University News

Program looks to boost postdoc diversity

Postdoctoral Fellowship Program set to launch first phase with hiring of six fellows

By
Senior Staff Writer
Monday, February 24, 2014

Six postdoctoral fellows will be appointed in the next two years as part of the President’s Diversity Postdoctoral Fellowship Program, said Kevin McLaughlin P’12, dean of the faculty. The hiring of these fellows is the first phase of a three-part program aimed at expanding the faculty’s diversity.

Originally, the program was slated to award three one-year fellowships, but President Christina Paxson agreed to provide extra funding last week to enable the program to fund six postdocs for two years each, McLaughlin said.

The program will recruit scholars from underrepresented minority groups and who are studying questions related to race, ethnicity and gender in order to further the University’s mission of increasing diversity in hiring. The University will target recruitment efforts at African Americans, American Indians and women in the sciences and economics, he added.

Most fellowships will be awarded to “scholars at the very beginning of their career,” including graduate students in the final phases of their dissertations, McLaughlin said.

During the first phase, which is beginning now and will last roughly two years, various centers and institutes will each hire a postdoctoral fellow, and each fellow will be affiliated with one academic department, McLaughlin said. The departments will be encouraged to retain the fellows on tenure-track positions after two years, he added.

Director of the Haffenreffer Museum Robert Preucel has recruited a new postdoctoral fellow to facilitate research on American Indian artifacts and the development of the museum, McLaughlin said.

The Center for the Study of Slavery and Justice, the Center for the Study of Race and Ethnicity in America and the Watson Institute for International Studies will be the next three centers to hire new postdoctoral fellows under the program, McLaughlin said.

The University’s ability to retain the postdocs as faculty members after two years will receive a boost from Paxson’s plan to grow the faculty by 1 percent per year over the next decade and from the Target of Opportunity program, which allows departments to hire new faculty members before positions become vacant, McLaughlin said.

The postdoctoral fellows are expected to spend approximately two-thirds of their time on expanding their doctoral theses into books, conducting additional research and publishing academic articles, said Liza Cariaga-Lo, associate provost for academic development and diversity.

Each postdoctoral fellow will also teach one course, likely a seminar, every semester, she said.
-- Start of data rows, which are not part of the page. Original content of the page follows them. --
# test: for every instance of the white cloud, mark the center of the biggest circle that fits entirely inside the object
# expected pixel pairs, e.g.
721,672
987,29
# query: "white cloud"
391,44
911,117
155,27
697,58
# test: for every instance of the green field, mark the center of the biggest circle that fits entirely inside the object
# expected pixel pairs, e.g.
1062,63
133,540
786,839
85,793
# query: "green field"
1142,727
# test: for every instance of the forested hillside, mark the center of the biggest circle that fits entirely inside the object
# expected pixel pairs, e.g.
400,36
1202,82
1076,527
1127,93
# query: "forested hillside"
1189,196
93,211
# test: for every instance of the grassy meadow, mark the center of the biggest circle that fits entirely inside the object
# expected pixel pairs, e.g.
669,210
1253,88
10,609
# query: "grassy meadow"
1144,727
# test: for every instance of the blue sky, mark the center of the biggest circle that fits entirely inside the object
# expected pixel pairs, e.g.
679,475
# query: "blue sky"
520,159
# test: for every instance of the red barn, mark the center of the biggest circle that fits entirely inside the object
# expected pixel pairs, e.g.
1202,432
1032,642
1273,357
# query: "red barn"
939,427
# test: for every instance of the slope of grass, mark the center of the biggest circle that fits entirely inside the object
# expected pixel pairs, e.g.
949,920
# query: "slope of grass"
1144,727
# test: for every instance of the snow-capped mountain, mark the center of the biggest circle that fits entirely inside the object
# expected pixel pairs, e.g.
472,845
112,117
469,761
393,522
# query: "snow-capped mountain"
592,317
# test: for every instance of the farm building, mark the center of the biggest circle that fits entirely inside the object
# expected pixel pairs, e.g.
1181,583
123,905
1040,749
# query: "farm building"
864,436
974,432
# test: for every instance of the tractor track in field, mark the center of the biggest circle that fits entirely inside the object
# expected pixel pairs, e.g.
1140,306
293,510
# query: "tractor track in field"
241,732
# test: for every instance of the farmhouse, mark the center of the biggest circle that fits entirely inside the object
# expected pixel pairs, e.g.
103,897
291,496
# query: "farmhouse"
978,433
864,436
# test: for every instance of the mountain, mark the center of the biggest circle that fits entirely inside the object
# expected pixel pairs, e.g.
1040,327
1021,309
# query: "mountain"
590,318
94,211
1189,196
The fellows are expected to participate in events and discussions in their affiliated centers or institutes, she added.

After the program’s initial phase, administrators hope to expand the number of fellowships awarded over a five-year period, Cariaga-Lo said. The administration intends to support the second phase with a grant from the Andrew W. Mellon Foundation, an organization that provides higher education grants, McLaughlin said. The University applied for the grant and expects to receive results within the next week, he added.

The final phase of the program seeks to establish these fellowships as a regular, ongoing program funded by an endowment supported by donors, McLaughlin said.